The physical process of measurement can be mathematically modeled as a projection (like projecting a vector in 3 dimensions onto a plane or a line). The operator representing the observable being measured tells you what are the directions in Hilbert space the state vector of the system, i.e. $| \psi \rangle$, can possibly be projected on, and in each particular measurement just one of those directions is picked$^*$. Mathematically this is
$$
| \psi \rangle \rightarrow N P_q | \psi \rangle 
$$
where $N$ is a normalization constant and
$$
P_q = | u_q \rangle \langle u_q |
$$
and the probability that this particular projection happens is
$$
\mbox{Prob}(q) = | \langle u_q | \psi \rangle |^2
$$
Notice that these final equations do not involve $\hat{Q}$, and yet $\hat{Q}$ is in the background, providing the "menu" $\{ | u_q \rangle \}$ and $\{ q \}$.
As I said at the start, I realise the above is well known to the OP; I don't want to insult anyone's intelligence, just increase general understanding for others who may be learning QM. 
$^*$ Final comment, for completeness: when there are several mutually orthogonal states all with the same eigenvalue, then the projection is not onto a single direction or eigenstate, but onto a plane or higher-dimensional space.
A: Quantum observables, i. e. hermitian/selfadjoint operators are mathematical representations of measurable quantities. The spectrum of the operator, namely the set 
\begin{align*}
\sigma(F) = \bigl \{ z \in \mathbb{C} \; \; \vert \; \; F - z \; \, \mbox{not invertible} \bigr \}
\end{align*}
of complex numbers where F - z is not invertible, is the set of possible outcomes of measurements. Of course, for hermitian operators, the spectrum is real. 
The statistics of the outcome distribution is captured by the “projection-valued measure” associated to $F$, which quantifies the “density of states” in a given spectral region. 
The measurement process itself has nothing to do with the observable. If you wish to model that, then you need to modify the hamtiltonian, i. e. dynamics. There is no collapse of wave functions to some fixed point. 
A: This is the essence of the decoherence-based understanding of measurement.
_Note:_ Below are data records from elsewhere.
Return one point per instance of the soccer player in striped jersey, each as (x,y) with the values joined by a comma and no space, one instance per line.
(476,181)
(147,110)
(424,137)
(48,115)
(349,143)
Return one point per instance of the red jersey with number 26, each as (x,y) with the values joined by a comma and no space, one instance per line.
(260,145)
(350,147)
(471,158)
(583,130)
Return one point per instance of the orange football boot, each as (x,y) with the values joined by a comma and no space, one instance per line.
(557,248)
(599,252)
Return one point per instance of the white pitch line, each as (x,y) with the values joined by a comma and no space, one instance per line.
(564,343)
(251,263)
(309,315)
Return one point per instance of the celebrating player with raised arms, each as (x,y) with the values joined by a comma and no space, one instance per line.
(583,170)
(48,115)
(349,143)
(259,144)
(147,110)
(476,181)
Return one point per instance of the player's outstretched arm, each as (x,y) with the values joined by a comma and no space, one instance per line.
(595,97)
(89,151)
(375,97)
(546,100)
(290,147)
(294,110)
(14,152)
The idea is that the operators in the Hamiltonian act upon the system's state, causing it to decohere into a probability distribution at a certain basis, called a "pointer basis". For example, because physical interactions are generally based on the position operator, they often cause (approximate) decoherence in the position eigenbasis, which is why things appear to be localized - particles have trajectories and positions. 
The operators that represent measurement in QM can hence be considered to "work" because they are diagonal in the same basis as the pointer-basis that the measurement-process induces decoherence in.
A: I think that in the same sense as previous members have answered the hamiltonian has a certain role to play in the time evolution of the system.If viewed from the schrodinger picture it is the state of the system which evolves but in heisenberg picture it is the operator or rather the expectation value which evolves in time.These two completely equivalent to each other.I think it is an analogue of phase space volume in classical mechanics.And when any other operator commutes with the hamiltonian then it is called a constatnt of motion.This is what I have inferred from it.